The adoption of springs was certainly gradual. It is probably right to assume that wealthy men led the way by having coaches built on springs or altering their vehicles. It is impossible to draw a hard and fast line between the period of the coach without and the coach with springs. The illustrations show that travelling carriages on springs and braces were built in 1750. These drawings prove that, clumsy though the public conveyances were, private carriages were both tolerably light and comfortable. The “whip springs” to which the braces are attached were in general use ten years later.
A curious error arose from the application of springs to public conveyances, according to Dr. Lovell Edgeworth. Their introduction, it must be premised, led to the accommodation of passengers and loading of baggage on top of the stage coach, and coachmen, finding the vehicle drew more easily, attributed the fact, not to the springs, but to the increased height and reduced length of the load.[20]
[20] Abolition of the basket on the hind axle would have materially reduced the length of the load.
In the belief that a high and short load possessed some mysterious property which made it easier to draw than a low long one, builders vied with each other in building lofty vehicles. “Hence in all probability,” says the authority we are quoting, “arose the preposterous elevation of public carriages.”
OUTSIDE PASSENGERS.
Dr. Lovell Edgeworth gives us to understand that the practice of carrying passengers on the roof of the coach followed the application of springs to stage coaches; and in view of the belief noticed above this seems exceedingly probable. The practice had clearly been in vogue for some years when the Annual Register published the following paragraph:—
“September 7 (1770).—It were greatly to be wished the stage coaches were put under some regulations as to the numbers of persons and quantity of baggage. Thirty-four persons were in and about the Hertford coach this day when it broke down by one of the braces giving way.”
In 1775, we learn from the same publication, stage coaches generally carried eight persons inside and often ten outside passengers.

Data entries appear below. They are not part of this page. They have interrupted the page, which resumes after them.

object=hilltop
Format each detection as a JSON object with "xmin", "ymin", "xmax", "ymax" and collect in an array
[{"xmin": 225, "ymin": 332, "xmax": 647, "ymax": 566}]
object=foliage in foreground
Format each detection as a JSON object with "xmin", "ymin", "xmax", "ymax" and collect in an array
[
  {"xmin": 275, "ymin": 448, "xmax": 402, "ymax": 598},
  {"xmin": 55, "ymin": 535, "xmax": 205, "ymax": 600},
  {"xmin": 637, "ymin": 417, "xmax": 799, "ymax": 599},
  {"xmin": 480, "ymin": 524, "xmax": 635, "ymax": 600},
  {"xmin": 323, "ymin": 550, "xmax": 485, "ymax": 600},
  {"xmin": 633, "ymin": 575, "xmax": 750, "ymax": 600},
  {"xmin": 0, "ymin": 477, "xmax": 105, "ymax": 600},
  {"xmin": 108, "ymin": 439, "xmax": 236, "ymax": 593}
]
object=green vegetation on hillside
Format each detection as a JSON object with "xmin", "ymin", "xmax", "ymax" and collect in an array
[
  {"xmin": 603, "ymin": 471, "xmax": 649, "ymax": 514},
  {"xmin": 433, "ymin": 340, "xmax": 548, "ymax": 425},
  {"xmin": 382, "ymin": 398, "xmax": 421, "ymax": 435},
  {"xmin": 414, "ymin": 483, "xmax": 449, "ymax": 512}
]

On another page appears the statement that “there are now of these vehicles [stage coaches], flies, machines and diligences upwards of 400, and of other wheeled carriages 17,000.”
In 1785 was passed George III.’s Act, which forbade the conveyance of more than six persons on the roof of any coach and more than two on the box. This Act was superseded in 1790 by another which permitted only one person to travel on the box and only four on the roof of any coach drawn by three or more horses. A coach drawn by less than three horses might carry one passenger on the box and three on the roof, but such vehicles might not ply more than twenty-five miles from the London Post Office.
The first “long coaches” (i.e. long-stage vehicles) and those called diligences were superseded by what were called the “old heavies,” carrying six inside passengers and twelve out.[21]